In de brugklas hebben de leerlingen naast de vakles elke week een mentorles en een studieles van de mentor. In de studieles wordt aandacht besteed aan het leren leren. In de mentorles wordt de leerling begeleid bij het onderwijsproces en is aandacht voor de sociaal-emotionele ontwikkeling, welbevinden en de sfeer in de klas.Ook in de onderbouwklassen na de brugklas hebben alle leerlingen een wekelijks mentoruur.

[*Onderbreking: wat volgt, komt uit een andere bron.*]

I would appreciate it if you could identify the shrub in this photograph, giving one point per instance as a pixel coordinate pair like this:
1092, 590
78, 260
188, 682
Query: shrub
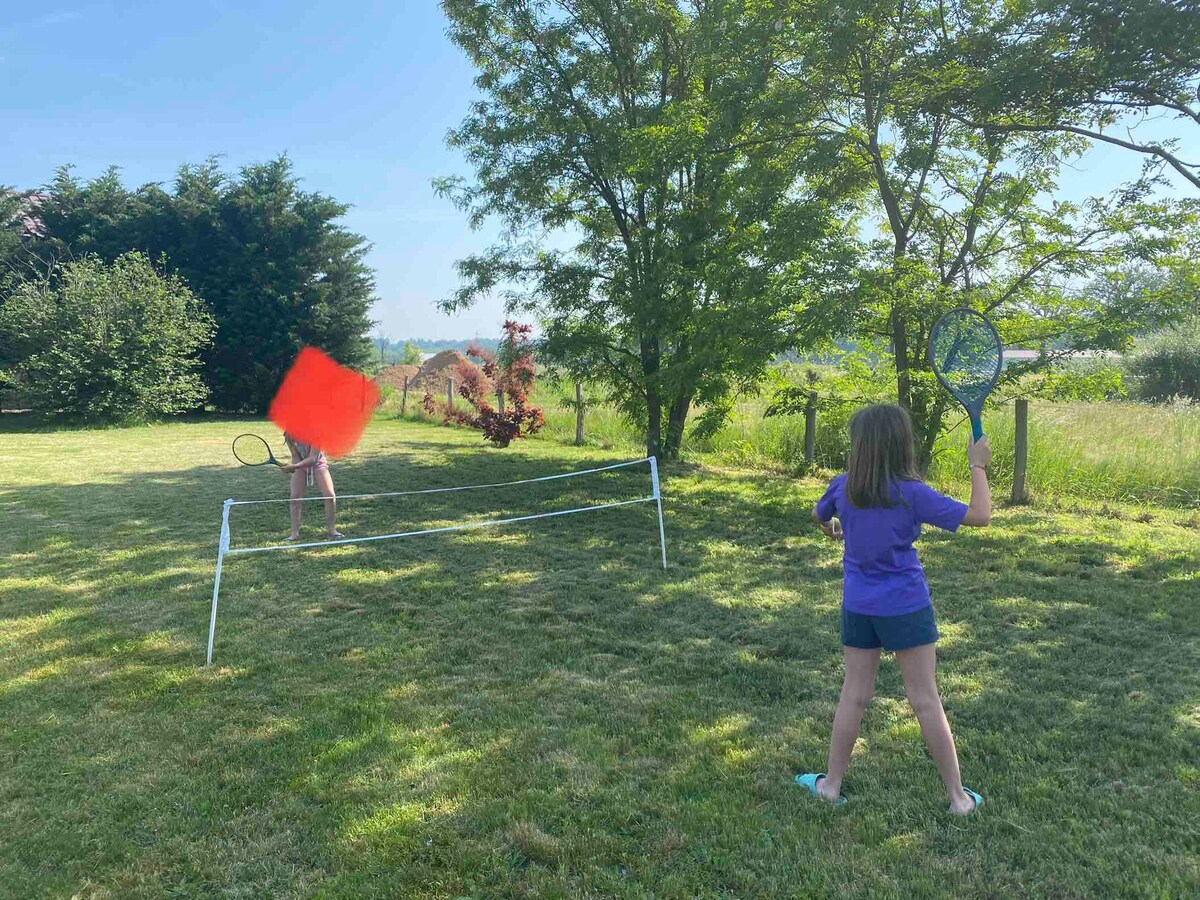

Persoonlijk mentoraat in de bovenbouw
In de bovenbouw is er een persoonlijk mentoraat. De mentor is hier geen mentor van een hele klas, maar van ongeveer 20 – 25 leerlingen. Mentor, u als ouder en uw kind voeren regelmatig samen een gesprek (een zogenaamd MOL-gesprek).
In dit MOL-gesprek heeft de leerling de regie over het gesprek. Van tevoren krijgt de leerling hulp bij het voorbereiden hiervan. Er wordt gekeken naar kernkwaliteiten, uitdagingen en valkuilen. Na afloop maakt de leerling een verslag van het gesprek. De kern van MOL-gesprekken, is om de leerling meer verantwoordelijkheid te geven over zijn/haar leerproces.
De rol van de mentor verandert naar een meer coachende rol. Ook de ouderbetrokkenheid vergroot. Naast MOL-gesprekken heeft de mentor ook regelmatig een persoonlijk gesprek met de leerling. In deze gesprekken komen de voortgang, eigenaarschap en studievaardigheden aan de orde.